An 11-year-old wrote to Sir Alex Ferguson in 2005 critiquing his tactics and it was brilliant

An 11-year-old wrote to Sir Alex Ferguson in 2005 critiquing his tactics and it was brilliant
05 January 2016

Say what you like about the methodology of most football managers, Sir Alex Ferguson isn’t ‘most’ football managers. You would have had to possess the combined bravado of Eric Cantona and Zlatan Ibrahimović to have dared tell him where he was going wrong back in 2005.

So then, give it up for Paul Golah-Ebue; a 21-year-old Manchester United fan, he recently revealed a letter he wrote to the serial trophy amasser a decade ago to offer seriously in-depth tactical advice on where the Scot was going wrong.

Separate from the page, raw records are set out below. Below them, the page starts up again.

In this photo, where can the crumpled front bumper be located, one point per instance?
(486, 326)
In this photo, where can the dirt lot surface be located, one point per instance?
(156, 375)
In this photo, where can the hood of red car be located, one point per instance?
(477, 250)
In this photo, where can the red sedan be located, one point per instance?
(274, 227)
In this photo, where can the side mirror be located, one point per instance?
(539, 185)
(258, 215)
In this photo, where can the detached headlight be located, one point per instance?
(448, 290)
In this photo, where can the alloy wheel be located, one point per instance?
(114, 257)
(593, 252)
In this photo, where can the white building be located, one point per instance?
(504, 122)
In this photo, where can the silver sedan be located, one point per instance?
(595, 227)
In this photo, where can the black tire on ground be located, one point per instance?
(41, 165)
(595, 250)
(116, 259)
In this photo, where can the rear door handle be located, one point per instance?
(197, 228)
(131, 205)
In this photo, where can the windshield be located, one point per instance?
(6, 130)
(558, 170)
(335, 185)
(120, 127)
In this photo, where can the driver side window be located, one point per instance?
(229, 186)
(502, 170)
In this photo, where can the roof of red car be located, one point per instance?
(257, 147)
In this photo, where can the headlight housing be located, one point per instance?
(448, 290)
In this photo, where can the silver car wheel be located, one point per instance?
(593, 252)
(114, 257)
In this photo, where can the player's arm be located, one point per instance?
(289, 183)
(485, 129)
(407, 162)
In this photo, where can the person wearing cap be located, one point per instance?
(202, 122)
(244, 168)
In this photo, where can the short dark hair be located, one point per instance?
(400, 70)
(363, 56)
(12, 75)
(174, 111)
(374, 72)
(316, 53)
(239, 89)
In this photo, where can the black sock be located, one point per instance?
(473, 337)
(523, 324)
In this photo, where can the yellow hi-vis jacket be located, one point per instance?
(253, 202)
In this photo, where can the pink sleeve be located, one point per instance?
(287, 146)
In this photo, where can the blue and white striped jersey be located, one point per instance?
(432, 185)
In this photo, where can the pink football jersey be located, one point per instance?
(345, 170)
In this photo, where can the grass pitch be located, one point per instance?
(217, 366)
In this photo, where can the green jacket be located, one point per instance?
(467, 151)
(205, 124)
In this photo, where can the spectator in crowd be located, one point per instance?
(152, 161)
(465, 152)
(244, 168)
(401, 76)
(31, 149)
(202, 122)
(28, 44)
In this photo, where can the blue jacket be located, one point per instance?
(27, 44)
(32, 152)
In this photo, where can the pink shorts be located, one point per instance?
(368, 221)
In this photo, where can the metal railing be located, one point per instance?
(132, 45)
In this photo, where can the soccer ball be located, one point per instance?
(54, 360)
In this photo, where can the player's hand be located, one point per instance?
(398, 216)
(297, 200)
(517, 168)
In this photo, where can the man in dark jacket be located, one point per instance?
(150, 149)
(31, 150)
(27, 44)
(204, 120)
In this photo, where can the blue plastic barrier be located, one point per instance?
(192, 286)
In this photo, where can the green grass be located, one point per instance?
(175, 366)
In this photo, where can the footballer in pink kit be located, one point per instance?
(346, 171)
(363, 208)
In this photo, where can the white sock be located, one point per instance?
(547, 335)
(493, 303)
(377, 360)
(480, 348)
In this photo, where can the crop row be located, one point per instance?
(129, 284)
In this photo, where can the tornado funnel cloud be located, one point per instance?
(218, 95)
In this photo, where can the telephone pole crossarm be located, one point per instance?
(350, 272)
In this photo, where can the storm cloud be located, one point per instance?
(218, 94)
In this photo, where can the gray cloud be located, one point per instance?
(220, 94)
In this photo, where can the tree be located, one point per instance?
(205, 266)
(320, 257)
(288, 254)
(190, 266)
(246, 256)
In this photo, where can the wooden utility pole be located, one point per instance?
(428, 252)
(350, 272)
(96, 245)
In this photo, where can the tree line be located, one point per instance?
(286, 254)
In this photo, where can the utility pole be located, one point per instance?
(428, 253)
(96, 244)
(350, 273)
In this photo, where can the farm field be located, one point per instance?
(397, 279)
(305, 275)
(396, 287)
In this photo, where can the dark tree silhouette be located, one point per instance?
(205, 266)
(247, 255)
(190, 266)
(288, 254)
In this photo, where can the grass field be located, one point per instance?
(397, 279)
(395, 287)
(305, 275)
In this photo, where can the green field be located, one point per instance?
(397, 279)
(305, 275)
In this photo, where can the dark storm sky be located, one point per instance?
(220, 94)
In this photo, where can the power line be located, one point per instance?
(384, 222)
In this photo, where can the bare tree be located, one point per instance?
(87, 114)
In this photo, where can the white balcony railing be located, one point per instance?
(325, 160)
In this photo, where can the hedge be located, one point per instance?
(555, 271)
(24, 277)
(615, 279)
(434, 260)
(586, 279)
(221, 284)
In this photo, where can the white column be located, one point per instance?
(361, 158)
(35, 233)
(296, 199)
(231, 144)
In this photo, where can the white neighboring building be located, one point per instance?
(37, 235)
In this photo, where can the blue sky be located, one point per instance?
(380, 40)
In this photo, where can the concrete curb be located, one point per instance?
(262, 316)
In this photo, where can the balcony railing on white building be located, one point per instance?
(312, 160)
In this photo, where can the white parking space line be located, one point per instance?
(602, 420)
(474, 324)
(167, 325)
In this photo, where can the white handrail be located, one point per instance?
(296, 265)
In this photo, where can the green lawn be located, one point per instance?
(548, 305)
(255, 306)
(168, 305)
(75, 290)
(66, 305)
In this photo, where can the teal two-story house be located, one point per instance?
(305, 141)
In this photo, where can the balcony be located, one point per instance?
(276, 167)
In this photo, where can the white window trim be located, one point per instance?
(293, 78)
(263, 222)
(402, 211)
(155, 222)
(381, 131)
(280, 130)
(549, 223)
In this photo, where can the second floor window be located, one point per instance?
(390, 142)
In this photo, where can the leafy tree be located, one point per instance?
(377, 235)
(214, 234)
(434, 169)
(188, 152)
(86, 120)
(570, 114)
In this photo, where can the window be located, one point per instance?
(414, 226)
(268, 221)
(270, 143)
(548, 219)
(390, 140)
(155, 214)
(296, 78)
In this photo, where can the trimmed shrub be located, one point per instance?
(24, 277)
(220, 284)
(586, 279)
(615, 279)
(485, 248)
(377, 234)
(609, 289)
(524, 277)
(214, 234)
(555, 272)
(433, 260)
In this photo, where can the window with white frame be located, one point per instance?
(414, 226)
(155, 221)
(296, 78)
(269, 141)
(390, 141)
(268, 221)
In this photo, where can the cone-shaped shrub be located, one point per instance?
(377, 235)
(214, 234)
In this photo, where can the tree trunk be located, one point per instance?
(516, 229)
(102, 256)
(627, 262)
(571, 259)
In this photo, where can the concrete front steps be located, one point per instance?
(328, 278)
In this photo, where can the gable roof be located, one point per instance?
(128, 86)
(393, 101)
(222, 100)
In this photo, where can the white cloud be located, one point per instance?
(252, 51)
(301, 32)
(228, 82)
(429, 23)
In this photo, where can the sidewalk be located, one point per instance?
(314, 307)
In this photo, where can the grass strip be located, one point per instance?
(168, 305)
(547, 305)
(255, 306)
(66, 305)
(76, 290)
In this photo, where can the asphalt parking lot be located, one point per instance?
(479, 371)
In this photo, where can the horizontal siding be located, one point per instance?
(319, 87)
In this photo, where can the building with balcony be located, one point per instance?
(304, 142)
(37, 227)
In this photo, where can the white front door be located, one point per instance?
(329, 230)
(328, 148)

Part of a school project of writing to a famous person, the letter starts with a brief-if-polite introduction before getting to the weighty stuff, advising that he wouldn’t go with the 4-3-3 formation when 4-4-2 works better, claiming Wayne Rooney works better in a central role just off Ruud Van Nistelrooy and adding he would have never let Carlos Queiroz choose a side against Norwich. Maybe he was the real assistant Ferguson needed.

Heck, he even criticises Ferguson for letting David Beckham go over an argument, showing he clearly has the marketing nous to back up his footballing intellect by pointing out that Golden Balls sells lots of shirts.

Unfailingly polite, meticulously detailed, it’s a letter that bellied his tender years. So you can imagine the shock all around when FERGIE ACTUALLY REPLIED, dropping Paul “a wee note” to say it was nice to hear from him.

There was no mention of the youngster’s aforementioned advice but then maybe he knew he was right. After all, speaking to The Mirror, present day Paul even thinks it might have had an effect:

"I wish I could claim he did, but not really. Although, in the Champions League Final three years later, we did start with a 4-4-2, and Rooney was upfront... but I think it would be stretching it to claim credit for that!"